Brigadier Miles went on a vital mission to Tobruk at 8 p.m. to see the Corps Commander on Freyberg's behalf. Freyberg's orders were to hold the Corridor at all costs, and next day seemed likely to bring disaster unless these could be modified or further help provided. What Freyberg meant Miles to do is not quite clear: the GOC's report merely says that he was to ‘see the Corps Commander and give him the picture’. But evidence suggests Miles's mission was to get permission to withdraw behind or alongside the Tobruk garrison at Ed Duda: that page 268 is, to relinquish the New Zealand part of the Corridor. Miles reached Corps Headquarters soon after midnight—very quick time for a difficult journey—and gained verbal instructions confirmed later (too late to affect the issue) in writing. The Corps Commander wanted Freyberg to await the outcome of an attack by the South African brigade on Point 175 and then on Sidi Rezegh. If this were successful then the positions gained should be consolidated. If not, the Division should move to an area north of Ed Duda and Belhamed and continue to hold the latter. Freyberg was to use his own discretion about withdrawing from the Zaafran and Sciuearat areas.

This, at least, is how the written orders read. What Miles actually understood from the Corps Commander and told Freyberg cannot be known for sure. The alternatives offered, however, were unreal. By the time the outcome of the South African ‘attack’ was known it would have been too late to withdraw. No such attack in fact took place and, as the G Branch war diary remarks, it was already too late to withdraw when Miles got back at 4.30 a.m. on 1 December. But a serious misunderstanding seems to have clouded the discussion. The Corps Commander understood by the term ‘Corridor’ the whole area of the break-out from the original Tobruk perimeter, whereas Freyberg meant merely the New Zealand positions which linked with this—the New Zealand end of the bulge. Freyberg was dissatisfied with Miles's message and briefly considered going to Tobruk himself. It was too late, however, even for this, and in the end Freyberg had to turn for guidance and support to the Corps Commander near at hand, LieutenantGeneral C. W. M. Norrie of 30 Corps, who was with the South Africans on the escarpment east of Point 175. Miles himself seems to have favoured an immediate move—perhaps to the position suggested by the 13 Corps commander—and to have resented the way Freyberg received him on his return. At all events he acted from then onwards as though he had' a chip on his shoulder'. If so it was not without reason; for the misunderstandings between Division and Corps and the resultant indecision greatly endangered his beloved guns.

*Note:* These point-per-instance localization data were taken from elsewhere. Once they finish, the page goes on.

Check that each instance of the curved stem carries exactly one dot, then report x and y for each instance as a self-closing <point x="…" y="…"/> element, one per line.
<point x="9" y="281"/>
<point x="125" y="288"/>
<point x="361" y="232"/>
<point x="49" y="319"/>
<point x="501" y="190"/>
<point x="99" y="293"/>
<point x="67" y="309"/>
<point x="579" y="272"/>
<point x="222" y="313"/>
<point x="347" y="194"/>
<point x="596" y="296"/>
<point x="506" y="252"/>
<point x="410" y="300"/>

The danger was not immediately apparent, however, to most of the gunners. The 6th Field in its new positions was southeast of Belhamed, with 47 Battery to the south-west, 30 Battery to the west, 29 Battery north and 48 Battery east of the regimental position, RHQ being to the west of centre and G Section, Divisional Signals, just below the top of the Belhamed page 269 escarpment near 29 Battery. Many guns were still limbered up and their crews expected, as Bombardier Loughnan43 says, to drive in the morning to ‘Tobruk, water, fresh bread and a wash!’ Major Beattie's 47 Battery was in the midst of the enemy position captured on 28 November and German dead ‘were still littering the area’, according to Gunner Smith44 of Headquarters Troop. ‘Greatest thing of interest was the bags of sugar lying around’, says Lance-Bombardier McLaren45 of F Troop; ‘badly in need of same, I smartly got a sand bag and walked about 50 yds to help myself’. The situation as these men understood it was broadly correct: the South Africans were to attack the area of the Mosque and the British tanks were to arrive in the morning after refitting. The ADS of 6 Brigade was some 300 yards to the right front of 47 Battery and there was much other transport in the area.

43 Bdr I. H. Loughnan; Wahroonga, NSW; born NZ 3 Mar 1918; draughtsman; wounded and p.w. 1 Dec 1941.

44 L-Bdr D. Smith; Lower Hutt; born England, 18 May 1918; clerk; wounded 1 Nov 1942.

45 L-Bdr H. J. McLaren; Auckland; born Auckland, 13 Jul 1908; motor driver; twice wounded.